Sebastián Moro
Apareció. Condenado por desnudar y provocar, sobrevivió la larga pena cobijado en sus orígenes: las barriadas y las colectividades. El Carnaval desterrado por 7 años de dictadura y 28 de democracia pudo correr libre por las calles y trasvasarse de pueblitos y suburbios a ciudades. La lucha por su restitución histórica fue fruto de la persistencia de referentes y agrupaciones barriales, comunitarias y artísticas y del empuje del gobierno nacional. Su estreno febrero-marzo mostró la potencia de lo aluvional. Multitudes de todo el país celebraron su propio, el mismo, carnaval. Para refutar un poco aquello de que toda fiesta es ajena. Algo posible si logramos que cultura e identidad decanten nuestras. Para descubrir en plena calle que “así se toca en el centro del corazón inhallable de mi hermosa patria”.

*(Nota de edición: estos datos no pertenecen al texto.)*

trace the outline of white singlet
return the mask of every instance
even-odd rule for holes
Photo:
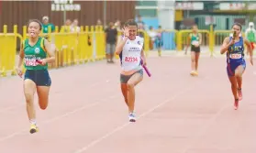
[[[136,36],[134,40],[128,38],[123,47],[123,50],[119,55],[121,67],[124,71],[142,69],[140,64],[140,53],[143,49],[143,44],[144,38],[139,36]]]

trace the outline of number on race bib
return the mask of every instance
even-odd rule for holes
[[[125,61],[127,61],[127,62],[137,62],[138,59],[134,58],[134,57],[126,57]]]
[[[240,59],[241,54],[230,54],[229,57],[230,59]]]
[[[25,60],[25,65],[26,66],[37,66],[36,60]]]

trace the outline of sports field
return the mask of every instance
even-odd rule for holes
[[[136,123],[129,123],[119,87],[120,66],[96,61],[51,70],[39,132],[29,134],[19,77],[0,78],[1,153],[255,153],[256,75],[247,62],[239,110],[225,58],[203,56],[191,77],[190,57],[150,56],[136,87]]]

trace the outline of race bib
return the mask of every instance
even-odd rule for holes
[[[192,41],[192,45],[199,45],[199,41],[194,40]]]
[[[230,54],[229,58],[230,59],[240,59],[241,58],[241,54]]]
[[[126,62],[138,62],[137,57],[126,57],[125,58]]]
[[[34,59],[29,59],[29,60],[25,60],[25,65],[26,66],[37,66],[38,65],[38,63],[37,63],[37,61],[36,61],[36,60],[34,60]]]

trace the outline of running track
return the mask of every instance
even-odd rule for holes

Es en la fiesta popular donde ese corazón fue reencontrado. La vitalidad de lo ocultado y negado, y solo sostenido por el apaleado pueblo mismo, bulle desde las sonrisas esperanzadas de la jefa de familia y militante social, del laburante un poco mejor, de los pibes abrazados por la escuela, una vez revertidas injusticias y recuperados derechos luego de tanta desazón. Los lugares y formas de festejo, sean corso, encuentro murguero o festival, son ejemplo de diversidad e inclusión, donde las caretas sirven sólo para jugar. Quizás por eso los carnavales desencajen y rompan ahora el cerradito esquema de los festivales folk-pop veraniegos “mayores”. Quizás por ser manifestaciones antes propias (del pueblo) que privadas (por el poder), auténticas, reales, políticas. Como sus artistas, los mismos que en el barro aprovechan para tamborilear. Como el público que, por su condición de alma y hacedor, negro invisible cabecita, escapa de la trampa pasiva y es pueblo, colectivo, comunidad. Los espectadores (que dejan de serlo) se cruzan y se montan, derrumban tapias mutuas, la gente se hermana bajo agua. Mojándose. Música y baile colman la alegría pura para el movimiento. Meta sucundún y saltos de cientos de pares de terribles zapatillas y gastados zapatones. Chaya y malabar. La fiesta, la gente es.
En la provincia de los pibitos entre rejas y de los pibes torturados, la misma que año a año recae en su nociva política cultural vendimio-céntrica –por parte de gobiernos y artistas – el Carnaval, con justo apoyo desde el Estado, fue inmenso, libre, popular. Porque acá no se cobra el disfraz, conocedores de que en el fondo todos crecemos y morimos en bolas o con lo puesto. Los muchos, los marcados, saben pelear y conjurar con alegría el primer destino. Mientras, se escucha el tuntún de aquel bombo, que gracias a algún Diablo de Carnaval, viene sonando cada vez menos lejos.